Toccaferro In Pillole – Novembre e Castagne: antiche credenze, superstizioni e curiosità

Secondo gli antichi, Novembre era mese presieduto da Diana, dea della caccia, e nell’iconografia del Medio Evo veniva rappresentato con un uomo che raccoglie legna morta, portando un fardello in spalla.

Questo perché è mese non facile, freddo, piovoso, nebbioso, triste, fatta eccezione (quasi sempre…) nel giorno di San Martino, in memoria del celeberrimo  generoso gesto del Santo che donò il suo mantello a un poverello che chiedeva l’elemosina nella gelida strada.

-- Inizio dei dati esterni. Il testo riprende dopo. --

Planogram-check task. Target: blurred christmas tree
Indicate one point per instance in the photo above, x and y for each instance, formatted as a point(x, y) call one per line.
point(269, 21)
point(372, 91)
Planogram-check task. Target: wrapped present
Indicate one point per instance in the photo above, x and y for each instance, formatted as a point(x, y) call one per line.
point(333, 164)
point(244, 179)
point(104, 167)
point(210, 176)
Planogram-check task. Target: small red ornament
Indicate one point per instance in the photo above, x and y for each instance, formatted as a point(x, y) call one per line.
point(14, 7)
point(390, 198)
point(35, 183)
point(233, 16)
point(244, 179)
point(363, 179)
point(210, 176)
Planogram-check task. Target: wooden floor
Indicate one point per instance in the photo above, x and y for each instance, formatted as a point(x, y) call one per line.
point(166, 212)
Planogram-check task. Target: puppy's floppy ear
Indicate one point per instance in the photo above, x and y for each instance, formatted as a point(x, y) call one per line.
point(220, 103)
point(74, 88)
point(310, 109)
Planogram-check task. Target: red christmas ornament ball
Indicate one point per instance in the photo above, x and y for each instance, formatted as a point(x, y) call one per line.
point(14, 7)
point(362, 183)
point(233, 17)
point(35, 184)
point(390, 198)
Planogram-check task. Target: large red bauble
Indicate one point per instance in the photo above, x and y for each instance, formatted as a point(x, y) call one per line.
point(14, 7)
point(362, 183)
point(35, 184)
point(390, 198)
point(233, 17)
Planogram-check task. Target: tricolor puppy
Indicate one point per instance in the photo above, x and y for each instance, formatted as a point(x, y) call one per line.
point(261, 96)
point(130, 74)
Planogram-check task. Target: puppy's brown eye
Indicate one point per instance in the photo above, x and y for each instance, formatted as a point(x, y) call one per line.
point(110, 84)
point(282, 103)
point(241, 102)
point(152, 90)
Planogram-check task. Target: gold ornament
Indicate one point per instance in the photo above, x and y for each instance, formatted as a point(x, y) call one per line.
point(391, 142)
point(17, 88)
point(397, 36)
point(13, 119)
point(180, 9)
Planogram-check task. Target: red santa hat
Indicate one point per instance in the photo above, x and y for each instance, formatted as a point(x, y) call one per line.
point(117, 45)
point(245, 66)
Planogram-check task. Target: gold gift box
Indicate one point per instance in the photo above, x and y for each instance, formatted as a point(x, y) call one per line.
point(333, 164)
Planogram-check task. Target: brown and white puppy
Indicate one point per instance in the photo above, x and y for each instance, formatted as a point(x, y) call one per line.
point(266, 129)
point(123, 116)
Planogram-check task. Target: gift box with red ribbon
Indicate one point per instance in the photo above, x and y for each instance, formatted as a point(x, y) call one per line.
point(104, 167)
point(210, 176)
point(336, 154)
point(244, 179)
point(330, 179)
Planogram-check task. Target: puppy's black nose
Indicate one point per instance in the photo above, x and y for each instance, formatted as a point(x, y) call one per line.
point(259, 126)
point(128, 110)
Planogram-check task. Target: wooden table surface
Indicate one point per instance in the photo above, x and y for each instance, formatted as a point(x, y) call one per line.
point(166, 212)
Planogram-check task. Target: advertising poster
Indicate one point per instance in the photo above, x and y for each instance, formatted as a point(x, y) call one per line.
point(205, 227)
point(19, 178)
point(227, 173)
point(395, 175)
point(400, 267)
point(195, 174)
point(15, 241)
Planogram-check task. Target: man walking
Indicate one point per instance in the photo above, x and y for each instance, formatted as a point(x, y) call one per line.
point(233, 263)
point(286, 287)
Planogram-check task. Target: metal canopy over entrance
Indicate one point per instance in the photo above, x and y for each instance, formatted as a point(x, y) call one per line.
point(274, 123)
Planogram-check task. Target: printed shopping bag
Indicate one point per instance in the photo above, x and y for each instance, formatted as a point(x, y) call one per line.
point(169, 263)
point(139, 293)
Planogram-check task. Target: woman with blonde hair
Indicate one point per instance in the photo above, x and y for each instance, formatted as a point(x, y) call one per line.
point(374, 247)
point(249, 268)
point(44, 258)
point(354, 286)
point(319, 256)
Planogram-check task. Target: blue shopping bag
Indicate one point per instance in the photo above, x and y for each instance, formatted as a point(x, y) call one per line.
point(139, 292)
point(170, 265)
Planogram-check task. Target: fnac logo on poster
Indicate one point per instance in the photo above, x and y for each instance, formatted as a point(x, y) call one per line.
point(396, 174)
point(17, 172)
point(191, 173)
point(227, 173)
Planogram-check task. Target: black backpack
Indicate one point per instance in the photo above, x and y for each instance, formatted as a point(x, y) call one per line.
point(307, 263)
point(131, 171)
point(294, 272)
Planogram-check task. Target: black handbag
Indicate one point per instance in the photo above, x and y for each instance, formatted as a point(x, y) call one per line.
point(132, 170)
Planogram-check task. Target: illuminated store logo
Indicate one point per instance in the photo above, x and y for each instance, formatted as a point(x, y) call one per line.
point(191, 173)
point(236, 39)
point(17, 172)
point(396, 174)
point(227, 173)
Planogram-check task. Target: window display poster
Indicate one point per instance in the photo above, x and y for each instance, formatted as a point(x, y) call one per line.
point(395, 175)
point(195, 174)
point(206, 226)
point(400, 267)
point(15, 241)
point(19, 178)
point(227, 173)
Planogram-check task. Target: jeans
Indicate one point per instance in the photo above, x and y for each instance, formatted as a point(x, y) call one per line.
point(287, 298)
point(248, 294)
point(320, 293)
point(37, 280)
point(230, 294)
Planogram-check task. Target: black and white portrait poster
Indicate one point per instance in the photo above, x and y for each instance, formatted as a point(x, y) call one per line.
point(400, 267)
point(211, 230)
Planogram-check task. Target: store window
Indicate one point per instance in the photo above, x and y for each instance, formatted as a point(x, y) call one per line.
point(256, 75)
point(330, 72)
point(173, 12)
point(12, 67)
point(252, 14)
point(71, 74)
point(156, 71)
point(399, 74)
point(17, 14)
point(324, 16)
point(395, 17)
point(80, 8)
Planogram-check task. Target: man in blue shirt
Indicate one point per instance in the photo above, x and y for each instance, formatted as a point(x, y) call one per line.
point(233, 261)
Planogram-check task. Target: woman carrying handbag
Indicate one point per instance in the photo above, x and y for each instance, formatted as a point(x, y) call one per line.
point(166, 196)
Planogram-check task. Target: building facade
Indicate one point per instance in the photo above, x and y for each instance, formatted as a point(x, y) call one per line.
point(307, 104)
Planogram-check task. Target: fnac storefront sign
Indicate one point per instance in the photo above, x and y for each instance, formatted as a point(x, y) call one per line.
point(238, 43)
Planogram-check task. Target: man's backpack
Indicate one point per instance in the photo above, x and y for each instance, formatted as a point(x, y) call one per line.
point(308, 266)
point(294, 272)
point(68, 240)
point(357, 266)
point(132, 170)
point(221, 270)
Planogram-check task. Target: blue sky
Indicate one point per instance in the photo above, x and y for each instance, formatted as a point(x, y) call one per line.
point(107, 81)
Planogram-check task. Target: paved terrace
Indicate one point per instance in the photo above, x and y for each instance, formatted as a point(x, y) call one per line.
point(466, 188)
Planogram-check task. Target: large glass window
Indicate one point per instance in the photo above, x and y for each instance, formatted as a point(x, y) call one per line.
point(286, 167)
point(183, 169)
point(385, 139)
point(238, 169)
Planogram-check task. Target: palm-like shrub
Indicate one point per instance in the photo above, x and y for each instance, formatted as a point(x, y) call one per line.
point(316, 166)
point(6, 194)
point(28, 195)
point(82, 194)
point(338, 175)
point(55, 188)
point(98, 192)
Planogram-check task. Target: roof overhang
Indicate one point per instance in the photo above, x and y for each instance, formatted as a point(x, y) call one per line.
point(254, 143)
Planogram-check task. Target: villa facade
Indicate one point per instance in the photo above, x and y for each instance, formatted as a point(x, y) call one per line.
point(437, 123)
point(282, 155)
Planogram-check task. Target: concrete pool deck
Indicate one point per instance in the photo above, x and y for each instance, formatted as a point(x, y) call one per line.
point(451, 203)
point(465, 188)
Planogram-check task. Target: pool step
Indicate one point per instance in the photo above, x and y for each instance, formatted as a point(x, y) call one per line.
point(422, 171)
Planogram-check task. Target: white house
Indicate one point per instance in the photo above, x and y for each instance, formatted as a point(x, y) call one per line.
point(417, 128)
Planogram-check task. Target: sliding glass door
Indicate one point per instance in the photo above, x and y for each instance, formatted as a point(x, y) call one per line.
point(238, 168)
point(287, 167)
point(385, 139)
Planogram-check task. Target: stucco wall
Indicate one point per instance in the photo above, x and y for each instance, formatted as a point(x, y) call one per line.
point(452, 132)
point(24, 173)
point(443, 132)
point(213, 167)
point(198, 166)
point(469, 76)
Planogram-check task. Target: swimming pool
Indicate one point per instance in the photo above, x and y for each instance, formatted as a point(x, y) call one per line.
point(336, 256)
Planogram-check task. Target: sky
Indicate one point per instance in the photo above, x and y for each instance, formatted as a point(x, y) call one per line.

Numerosi sono i proverbi dedicati ai giorni di Novembre: Per i Santi la neve è per i campi; per i morti la neve è negli orti; L’estate di San Martino (11) dura tre giorni e un pochettino; Per San Frediano (18) nevica a monte e a piano; Per S. Caterina (25) tira fuori la fascina da bruciare nel camino e il 30, Sant’Andrea fa schioppar la pria, ossia spacca la pietra col ghiaccio.

Ma Novembre, proprio come il carattere del suo segno zodiacale (Scorpione), se a causa del freddo può esser gran demonio, si può tramutar anche in grande angelo grazie ai dolci doni del vino novello, del salame e delle castagne profumate.

Riguardo a queste, nell’iconografia medioevale una castagna chiusa nel riccio rappresentava la Virtù.

Raccogliere la prima castagna selvatica che si vede caduta per strada e mettersela in tasca preserverà tutto l’inverno dal raffreddore.

Mangiare castagne arrosto il giorno di Sant’Antonio abate preserva i bachi da seta dalle malattie; mangiarle quando non sono ancora mature può danneggiarne il raccolto mentre alcuni, sino all’inizio del Novecento, erano convinti che mangiare castagne crude facesse venire i pidocchi.

Tenere castagne selvatiche nei guardaroba, preserva lane e pellicce dalle tarme; bere dell’acqua in cui siano rimaste in infusione a freddo 13 castagne fa passare il mal di pancia e infine tutti sanno che, quando cadono le foglie dei castagni, cadono anche i capelli.